The primary structure of a protein also sometimes referred to as a polypeptide, is decided by sequences of amino acids. The amino acids are sequenced in a linear polypeptide chain which folds as it is being produced. it is this three - dimensional folded structure that decides the proteins biological activity.

The amino acids in the chain are linked together by a condensation reaction. This reaction occurs between an amino and carboxylic acid functional group. There is always a free amino group at the left hand end of the chain and a free carboxylic acid group at the right, these are known respectively as the N - terminus and the C - terminus. These two free functional groups react together and remove one molecule of water. The resulting link is called a peptide bond.

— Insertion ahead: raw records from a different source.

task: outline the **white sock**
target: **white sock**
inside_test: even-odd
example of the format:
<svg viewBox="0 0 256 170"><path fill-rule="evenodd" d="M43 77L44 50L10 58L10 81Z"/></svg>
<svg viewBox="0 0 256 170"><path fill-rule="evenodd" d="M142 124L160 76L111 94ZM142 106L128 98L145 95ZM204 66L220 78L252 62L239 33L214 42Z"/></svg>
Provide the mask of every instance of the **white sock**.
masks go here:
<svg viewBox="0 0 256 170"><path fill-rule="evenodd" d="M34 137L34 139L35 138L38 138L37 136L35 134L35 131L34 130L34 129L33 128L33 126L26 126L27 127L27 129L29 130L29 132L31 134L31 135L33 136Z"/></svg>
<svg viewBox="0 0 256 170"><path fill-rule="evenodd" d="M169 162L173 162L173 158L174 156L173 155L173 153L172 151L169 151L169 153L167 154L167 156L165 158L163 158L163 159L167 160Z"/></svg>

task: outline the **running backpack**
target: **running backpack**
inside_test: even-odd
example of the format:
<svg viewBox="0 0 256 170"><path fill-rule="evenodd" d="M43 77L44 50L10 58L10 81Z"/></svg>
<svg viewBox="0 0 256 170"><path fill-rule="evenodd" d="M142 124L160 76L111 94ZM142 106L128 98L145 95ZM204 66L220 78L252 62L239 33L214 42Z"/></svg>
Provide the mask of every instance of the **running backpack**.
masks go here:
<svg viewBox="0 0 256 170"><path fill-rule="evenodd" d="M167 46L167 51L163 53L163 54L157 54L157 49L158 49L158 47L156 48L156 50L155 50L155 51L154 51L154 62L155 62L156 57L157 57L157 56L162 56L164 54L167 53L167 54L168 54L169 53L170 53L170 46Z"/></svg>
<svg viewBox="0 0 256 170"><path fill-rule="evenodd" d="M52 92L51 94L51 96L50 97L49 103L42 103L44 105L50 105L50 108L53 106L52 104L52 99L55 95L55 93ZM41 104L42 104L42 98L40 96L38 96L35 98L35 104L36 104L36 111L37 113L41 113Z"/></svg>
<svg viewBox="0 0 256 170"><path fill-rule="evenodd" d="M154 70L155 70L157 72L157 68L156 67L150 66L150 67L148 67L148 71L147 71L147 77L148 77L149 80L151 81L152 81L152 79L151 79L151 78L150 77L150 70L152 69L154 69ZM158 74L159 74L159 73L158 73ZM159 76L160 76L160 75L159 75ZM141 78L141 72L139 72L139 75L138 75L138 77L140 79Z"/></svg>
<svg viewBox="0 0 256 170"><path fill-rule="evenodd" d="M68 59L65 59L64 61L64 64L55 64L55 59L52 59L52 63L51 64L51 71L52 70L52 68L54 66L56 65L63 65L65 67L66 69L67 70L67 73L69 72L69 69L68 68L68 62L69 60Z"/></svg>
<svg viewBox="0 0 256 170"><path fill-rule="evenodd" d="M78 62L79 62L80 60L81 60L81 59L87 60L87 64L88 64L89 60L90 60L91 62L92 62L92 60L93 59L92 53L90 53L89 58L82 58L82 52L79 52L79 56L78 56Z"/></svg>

There are 20 different amino acids and each contain an R group. The higher - order structure of a protein is decided by the interactions that form between the R groups when the chain is folded. There are three weak interactions that occur; hydrophobic interactions, hydrogen bonds and ionic interactions.

• A hydrophobic interaction will occur between two water hating groups.

Hydrogen bonds and ionic interactions occur because the majority of hydrophillic groups are on the surface of the molecule and so are surrounded by water. When the chain folds these hydrophillic groups will be on the interior of the molecule and will not be surround by water and so cannot react. Therefore they form either a hydrogen bond or a ionic interaction depending on the circumstances.

• A hydrogen bond is formed when an electronegative atom/s bond weakly with a hydrogen atom.



• An ionic intraction occurs due to the attraction of oppositely charged groups.

It is due to these bonds and interactions that the higher - order structure of the polypeptide is determined and therefore the biological activity.

If the wrong amino acid is added into a growing polypeptide chain, and goes undetected by the body it will affect the higher - order structure of the final chain. Take haemoglobin as an example, if the protein which codes for haemglobin has a DNA base mutation within the chain the higher - order structure will be different from a chain without a DNA base mutation. This difference occurs because of a change in the folding of the molecule. As previously said the folding occurs between the different R groups of the amino acids and the interactions they form. If there is a mutation in the chain a different amino acid is added than should have been, a different R group will be present and so a different interaction will form changing where the fold is, this will alter the final higher - order structure of the protein.

If the higher - order structure of a protein is changed it will affect how that protein functions. It might mean an enzyme cannot connect with an active site on a protein as either the enzyme or active site could be the wrong shape, meaning that some processes won't occur, will occur to much or be performed incorrectly. A mutation in the DNA could affect one of the 23 pairs of chromosomes as in the disease sickle - cell anaemia. Sickle - cell anaemia involves a DNA base change in the protein that codes for haemoglobin which is found on chromosome 11. This means that a sufferer can pass the disease on to offspring. A sufferer of sickle - cell anaemia will have problems with their haemoglobin.

Haemoglobin is found in red blood cells which are normally bi - con - cave in shape. In sickle - cell the haemoglobin turns into a gel like substance altering the shape of some red blood cells. These cells can then get stuck in the capillaries, blocking some of the of the oxygen getting around the body, causing severe pain which can lead to permanent damage if the blockage is not fixed quickly.

The primary structure of the protein consists of amino acids in a specific order. The amino acids contain R groups that interact with each other creating a three - dimensional structure. This higher - order structure decides the biological activity of that protein. if the wrong amino acid joins the polypeptide chain the higher - order structure will change, effecting the functioning of the protein.